Londres | Boris Johnson a mis en garde vendredi les députés contre un blocage du Brexit, prévu le 31 octobre, quelques heures après avoir remporté une première manche dans la bataille judiciaire engagée par ses opposants contre sa décision de suspendre le Parlement.
Les députés «ont promis de mettre en oeuvre le mandat du peuple, ils ont promis de mettre en oeuvre le Brexit et j’espère qu’ils le feront», a déclaré le premier ministre britannique à la chaîne de télévision Sky News. Dans le cas contraire, la « confiance du peuple dans la politique s’érodera gravement », a-t-il prévenu.
Le gouvernement de Boris Johnson fait face à plusieurs actions en justice visant à empêcher la suspension du Parlement, qu’il a prévue pour la deuxième semaine de septembre et jusqu’au 14 octobre, soit deux semaines seulement avant le Brexit.
Au Royaume-Uni, le premier ministre a le droit de suspendre le Parlement, après avoir reçu le consentement de la reine. Mais c’est le moment choisi, dans la dernière ligne droite avant la date fatidique du Brexit le 31 octobre, et la longue durée de la suspension (cinq semaines) qui sont contestés par les adversaires d’un Brexit dur.
En réduisant le temps de sessions, Boris Johnson est soupçonné de vouloir empêcher les députés de bloquer un Brexit sans accord, que son gouvernement souhaite mettre en oeuvre s’il ne trouve pas de compromis avec l’UE sur les conditions de la sortie britannique.
«Sortir dans tous les cas»
Vendredi, ses opposants ont essuyé une première déconvenue : la plus haute instance civile d’Écossais a rejeté une demande de près de 75 parlementaires pro-européens de contrer en urgence la suspension.

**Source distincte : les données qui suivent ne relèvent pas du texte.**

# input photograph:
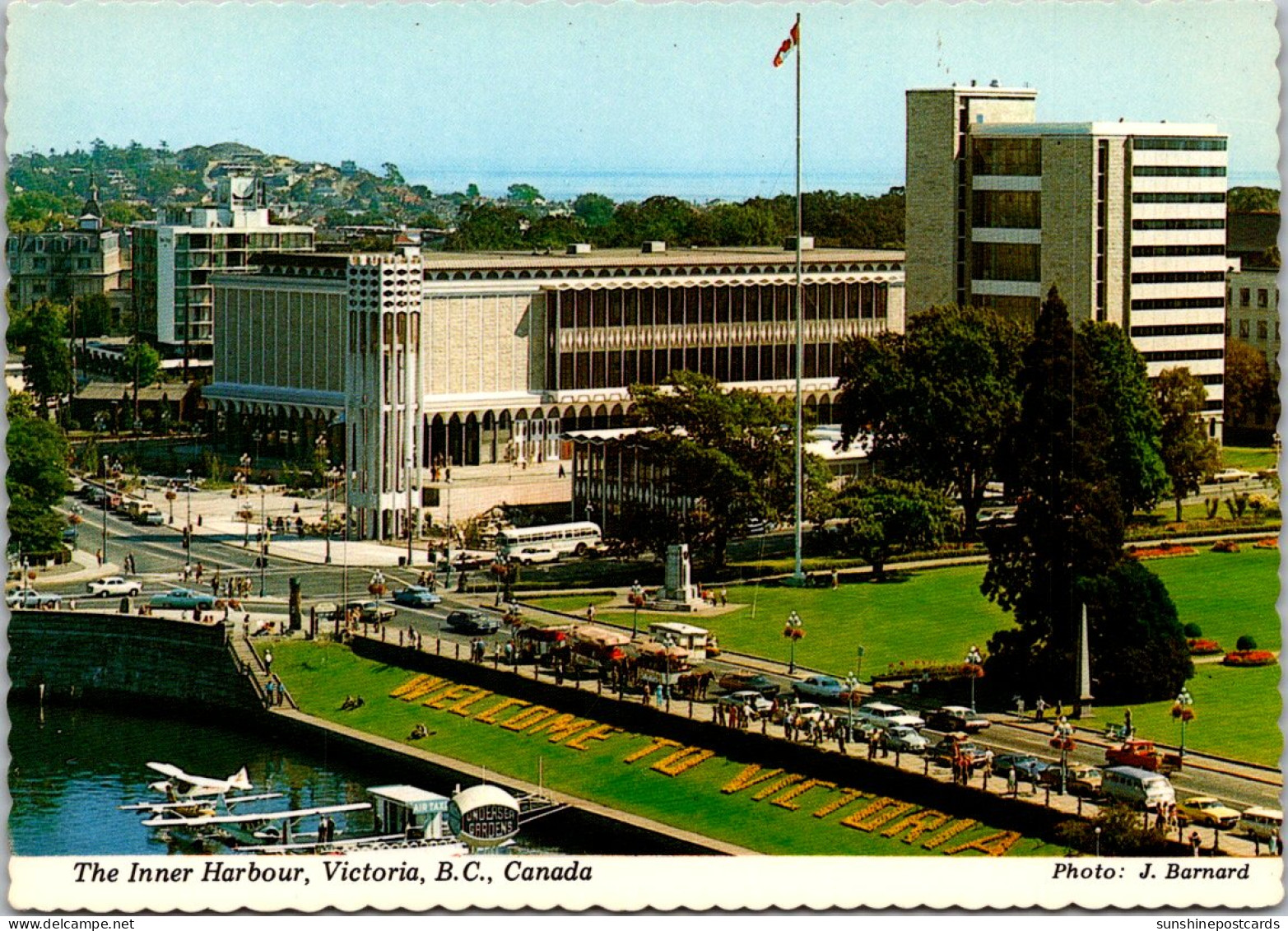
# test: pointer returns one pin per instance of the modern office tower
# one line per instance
(1126, 219)
(175, 255)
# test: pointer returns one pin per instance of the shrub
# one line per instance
(1205, 648)
(1248, 659)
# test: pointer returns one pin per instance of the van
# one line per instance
(1261, 823)
(1137, 787)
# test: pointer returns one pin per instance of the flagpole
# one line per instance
(799, 575)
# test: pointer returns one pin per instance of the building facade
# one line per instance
(62, 266)
(467, 361)
(175, 257)
(1126, 219)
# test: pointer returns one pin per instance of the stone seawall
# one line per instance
(127, 659)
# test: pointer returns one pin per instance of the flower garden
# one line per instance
(695, 789)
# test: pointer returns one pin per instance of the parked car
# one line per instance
(114, 584)
(30, 598)
(807, 711)
(1230, 476)
(956, 742)
(374, 612)
(752, 701)
(417, 597)
(1021, 762)
(742, 682)
(473, 622)
(905, 739)
(957, 718)
(889, 716)
(822, 688)
(182, 598)
(1207, 810)
(532, 556)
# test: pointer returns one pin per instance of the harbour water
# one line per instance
(71, 768)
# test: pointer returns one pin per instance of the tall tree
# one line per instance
(727, 452)
(1126, 397)
(1069, 522)
(881, 518)
(1188, 452)
(47, 362)
(1249, 390)
(939, 402)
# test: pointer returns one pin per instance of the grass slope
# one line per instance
(321, 675)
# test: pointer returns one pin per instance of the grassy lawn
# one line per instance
(321, 675)
(1237, 715)
(1249, 459)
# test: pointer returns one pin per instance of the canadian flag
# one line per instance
(793, 40)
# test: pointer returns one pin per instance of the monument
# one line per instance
(677, 591)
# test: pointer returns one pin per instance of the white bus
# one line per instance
(579, 538)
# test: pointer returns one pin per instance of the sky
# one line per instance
(651, 98)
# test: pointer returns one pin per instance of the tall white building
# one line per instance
(175, 255)
(1126, 219)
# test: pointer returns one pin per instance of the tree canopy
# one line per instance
(729, 454)
(1187, 449)
(938, 401)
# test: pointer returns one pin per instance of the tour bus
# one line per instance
(577, 538)
(692, 640)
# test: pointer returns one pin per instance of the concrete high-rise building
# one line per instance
(1126, 219)
(175, 255)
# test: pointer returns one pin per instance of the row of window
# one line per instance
(1181, 143)
(724, 304)
(1178, 224)
(602, 370)
(1262, 330)
(1174, 277)
(1262, 298)
(1178, 303)
(1178, 170)
(1180, 330)
(1178, 198)
(1175, 251)
(1183, 354)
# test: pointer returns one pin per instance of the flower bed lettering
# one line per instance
(888, 818)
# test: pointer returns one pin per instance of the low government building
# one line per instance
(412, 367)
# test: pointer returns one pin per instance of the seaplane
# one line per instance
(193, 796)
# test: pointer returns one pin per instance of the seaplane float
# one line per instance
(403, 818)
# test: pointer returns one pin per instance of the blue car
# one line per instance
(417, 597)
(182, 598)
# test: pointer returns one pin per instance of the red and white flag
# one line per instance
(793, 40)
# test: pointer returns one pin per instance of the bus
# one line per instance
(579, 538)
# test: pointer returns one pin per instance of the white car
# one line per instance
(114, 584)
(528, 556)
(1230, 476)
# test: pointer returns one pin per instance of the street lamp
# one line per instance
(973, 661)
(1184, 710)
(263, 547)
(636, 597)
(189, 518)
(667, 643)
(793, 631)
(1064, 734)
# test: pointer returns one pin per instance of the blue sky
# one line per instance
(592, 91)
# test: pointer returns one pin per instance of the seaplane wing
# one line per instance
(187, 784)
(164, 807)
(253, 818)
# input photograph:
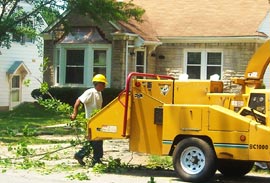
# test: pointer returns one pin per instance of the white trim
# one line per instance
(144, 59)
(11, 103)
(203, 64)
(212, 39)
(88, 66)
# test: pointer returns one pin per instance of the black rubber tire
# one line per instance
(234, 168)
(194, 160)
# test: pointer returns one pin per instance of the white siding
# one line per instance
(265, 25)
(266, 78)
(27, 53)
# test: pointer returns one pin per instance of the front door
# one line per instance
(15, 91)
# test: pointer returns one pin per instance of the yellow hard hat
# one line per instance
(99, 78)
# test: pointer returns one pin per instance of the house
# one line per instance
(20, 68)
(199, 38)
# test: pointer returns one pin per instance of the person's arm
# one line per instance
(75, 109)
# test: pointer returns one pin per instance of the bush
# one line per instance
(69, 95)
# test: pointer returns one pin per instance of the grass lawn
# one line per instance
(29, 120)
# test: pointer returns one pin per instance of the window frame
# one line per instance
(16, 89)
(60, 62)
(144, 60)
(204, 65)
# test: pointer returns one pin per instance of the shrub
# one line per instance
(70, 94)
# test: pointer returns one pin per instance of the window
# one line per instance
(99, 62)
(57, 65)
(15, 89)
(194, 65)
(140, 61)
(75, 66)
(203, 64)
(25, 38)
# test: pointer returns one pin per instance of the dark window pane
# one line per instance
(75, 57)
(213, 58)
(140, 58)
(16, 82)
(100, 57)
(15, 95)
(100, 70)
(211, 70)
(139, 69)
(74, 75)
(194, 58)
(194, 72)
(57, 74)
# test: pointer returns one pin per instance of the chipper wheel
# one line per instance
(194, 160)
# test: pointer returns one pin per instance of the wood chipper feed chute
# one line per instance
(108, 123)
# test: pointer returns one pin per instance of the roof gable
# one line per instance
(205, 17)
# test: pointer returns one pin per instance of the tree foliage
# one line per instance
(15, 15)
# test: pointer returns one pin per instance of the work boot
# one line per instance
(79, 159)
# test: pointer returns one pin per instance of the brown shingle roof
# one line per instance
(173, 18)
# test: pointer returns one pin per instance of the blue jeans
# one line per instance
(97, 147)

Ce rejet doit toutefois encore être confirmé lors d’une audience sur le fond, le 3 septembre.
Downing Street s’est dit «ravi». La suspension «n’empêche» pas les députés «de surveiller notre retrait de l’UE», a décrété une porte-parole après le verdict.
«Si nous ne pouvons pas réussir cette négociation (avec l’UE), nous devons sortir dans tous les cas», a aussi martelé Boris Johnson. «J’espère vraiment que les députés permettront au pays de conclure un accord tout en se préparant à une sortie sans accord».
Il avait aussi annoncé jeudi soir une accélération des rencontres entre négociateurs britanniques et européens qui se réuniront deux fois par semaine à Bruxelles en septembre.
Le but est surtout de trouver une solution sur le sujet le plus épineux: le filet de sécurité irlandais, prévu dans l’accord de retrait conclu par Theresa May avec l’UE pour éviter un retour de la frontière physique entre les deux Irlande, mais rejeté par Boris Johnson.
Ce filet de sécurité, ou «backstop», prévoit que faute de meilleure solution à l’issue d’une période transitoire, le Royaume-Uni tout entier reste dans un «territoire douanier unique» avec l’UE.
«Pour le moment», Londres n’a proposé «rien de crédible», a déploré vendredi le chef de la diplomatie irlandaise, Simon Coveney.
«Tout reste à jouer»
Malgré ce premier revers judiciaire, la bataille continue.
Les plaignants d’Édimbourg restent optimistes. «Pour être parfaitement claire, aucune décision n’a été prise (vendredi) sur les arguments», a twitté Joanna Cherry, députée du parti indépendantiste écossais SNP, qui a mené l’action. «Tout reste à jouer», a-t-elle affirmé.
Toutefois, selon des experts, même si la Cour déclare finalement illégale la décision de Boris Johnson, cela n’obligera pas forcément le chef du gouvernement à revenir sur la suspension.
L’ancien Premier ministre conservateur John Major, opposant au Brexit, a aussi annoncé vendredi qu’il allait se joindre à une autre action en justice contre la suspension du Parlement, intentée par la militante anti-Brexit Gina Miller. L’audience aura lieu le 5 septembre à Londres.
Mme Miller avait déjà gagné en 2017 une bataille judiciaire pour forcer le gouvernement, alors dirigé par Theresa May, à consulter le Parlement sur le processus de retrait.
Enfin l’examen d’un troisième recours, introduit au nom d’un militant des droits de l’Homme nord-irlandais, Raymond McCord, prévu vendredi à la Haute Cour d’Irlande du Nord, a été reporté au 3 septembre.